This weekend, I saw Spider-Man: Into the Spider-verse, a Marvel Comic-based film about Miles Morales, an Afro-Latino New York teenager who takes on a villain with supercollider, with the help of five other spider-people from alternative timelines, and eventually becomes Spider-man after the death of Peter Parker. Hot take: Spider-man: Into the Spider-verse is about urbanism (ok, Spider-nerds, I’m not saying it’s ONLY about urbanism–it just has strong themes throughout). What is a great coming-of- age-story and superhero epic is also a great dive into some of urbanism’s biggest (and sometimes most problematic) themes.
Environmental Justice is an issue throughout: Miles gets infected by a toxic spider after hanging out in a grimy subway where pollutants and trash abound. The enemy of the script is a huge technologically-forward mega-project that sounds good, but whose impacts will disproportional effect unsuspecting citizens in a marginalized neighborhood (The Bronx). The six multiverse spider-people suffer chronic and recurrent health problems from exposure to the device (they are constantly ‘glitching’ a digital-like seizure), and their mission in life is to shut it down before it affects more people. Does this sound like an environmental justice to anyone? Since it is well-documented that those most likely to suffer the impacts of environmental degradation are people of color, the superhero by-way-of-environmental-contamination storyline has a dark subtext.
Ghosts of Urban Renewal haunt the Neighborhood: Miles’ neighborhood and family plays an important role in his motivations, and it is a space haunted by old conflicts with familiar themes. While the movie never gets into the original cause of a tense relationship between Miles’ uncle–a professional criminal–and Miles father, a policeman, and how they went their separate ways, it is strongly suggested that both men grew up in a tough environment, and that each did what they needed to survive. Miles uncle, who encourages his nephew in his love of hiphop and graffiti, remarks that his father (the cop) used to love looking for spots to paint. (The architect Mike Ford has documented the link between hiphop culture and urban renewal). Finally, Miles mother mentions to him that, even in hard times, their family “doesn’t move” and won’t retreat from the neighborhood. This discussion of holding ground and holding out, of the neighborhood as a battlefield, comes to a head when (spoiler alert) Miles uncle is killed by his gangster boss. Here the violence of the past rises to haunt the present, fracturing families and leading to social instability and loss.

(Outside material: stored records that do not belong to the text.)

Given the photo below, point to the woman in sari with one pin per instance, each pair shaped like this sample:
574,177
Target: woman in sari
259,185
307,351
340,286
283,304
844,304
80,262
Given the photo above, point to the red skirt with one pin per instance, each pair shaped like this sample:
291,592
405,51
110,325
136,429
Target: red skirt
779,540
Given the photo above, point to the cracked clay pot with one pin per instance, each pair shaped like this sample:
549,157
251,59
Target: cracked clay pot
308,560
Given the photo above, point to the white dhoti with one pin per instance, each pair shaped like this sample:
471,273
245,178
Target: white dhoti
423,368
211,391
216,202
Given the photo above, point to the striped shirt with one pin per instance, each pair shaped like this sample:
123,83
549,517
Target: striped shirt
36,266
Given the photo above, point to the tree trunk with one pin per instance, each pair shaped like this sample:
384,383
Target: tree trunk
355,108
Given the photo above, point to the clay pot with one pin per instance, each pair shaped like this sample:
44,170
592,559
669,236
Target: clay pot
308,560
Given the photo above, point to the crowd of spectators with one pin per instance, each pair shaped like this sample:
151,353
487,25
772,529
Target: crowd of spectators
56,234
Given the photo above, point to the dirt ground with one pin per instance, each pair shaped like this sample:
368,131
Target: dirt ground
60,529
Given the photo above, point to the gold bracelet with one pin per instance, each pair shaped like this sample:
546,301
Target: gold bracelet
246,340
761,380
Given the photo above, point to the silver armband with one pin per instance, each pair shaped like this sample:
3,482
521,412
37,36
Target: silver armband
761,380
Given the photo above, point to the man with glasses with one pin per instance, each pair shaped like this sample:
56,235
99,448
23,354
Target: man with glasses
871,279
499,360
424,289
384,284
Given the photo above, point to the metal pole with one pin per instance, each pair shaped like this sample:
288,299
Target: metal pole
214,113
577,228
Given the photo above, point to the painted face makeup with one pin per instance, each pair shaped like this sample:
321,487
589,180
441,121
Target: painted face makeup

The Story of a City’s past is also it’s Future: In the movie, Miles has to defend the Bronx from a megabillionaire that wants to activate a device that will wipe out all his family members and friends as he knows them, replacing them with alternate reality versions of themselves (or, in some timelines, making them disappear all together). The villain’s quest is to totally rewrite the history of the city using a time machine, so that he can exist in a reality where his wife and child are still alive. As many urbanists contend, one of the chief facilitators of gentrification is the total exclusion of or replacement of local histories with newly proposed identities and stories (See the real-life attempted renaming of “South Haarlem” to SoHa, for example). It is in the interest of those who benefit from the new story to re-write or destroy the old–in Miles case, he is literally fighting the erasure of his family’s history.
It’s true, as some of my more intense Spiderman Fan friends have pointed out, that these are themes that can be extracted from most Spiderman movies, and indeed most superman movies (or rather, I’m not disagreeing, since this is the first superhero movie I’ve seen in over 5 years and it’s just a typology I’m unfamiliar with as far as beats and formulas go). If that is the case though, it would suggest that all superhero movies have a strong themes of and questions about urban life–who gets to control and police city space, whether certain projects that might be for the good of all human kind (eventually) are worth sacrificing the well being of those directly effected by its development, and so on.
Urbanist themes aside, this movie has established an entirely new standard for animation, has a great soundtrack and has a fantastic story. Ultimately, it is about a young Afro-Latino man successfully taking on the mantle of defender of the city, and NOT because the Senior Spiderman bestows it upon him, but because he channels his family’s support and love, and the power of a bigger network that invested in him. In fact, the multiple spider-people from alternative universes, despite their diversity, have so little faith in Miles new spider-abilities that they tie him up in a chair, to keep him from ruining the mission and doing harm to himself or others (insert something here about low expectations for PoC). While Miles ultimately proves himself, it is not because he followed the dominant narrative, but because he carved his own path with his family’s values at heart. While the other spider-folks in the end see him as one of their own and help remind him he’s not alone, he isn’t Spider Man for them, but for the regular folks in his universe–those just trying to get by in the mean streets, while the speculations of entrepreneurs and technocrats roils in the land beneath their feet.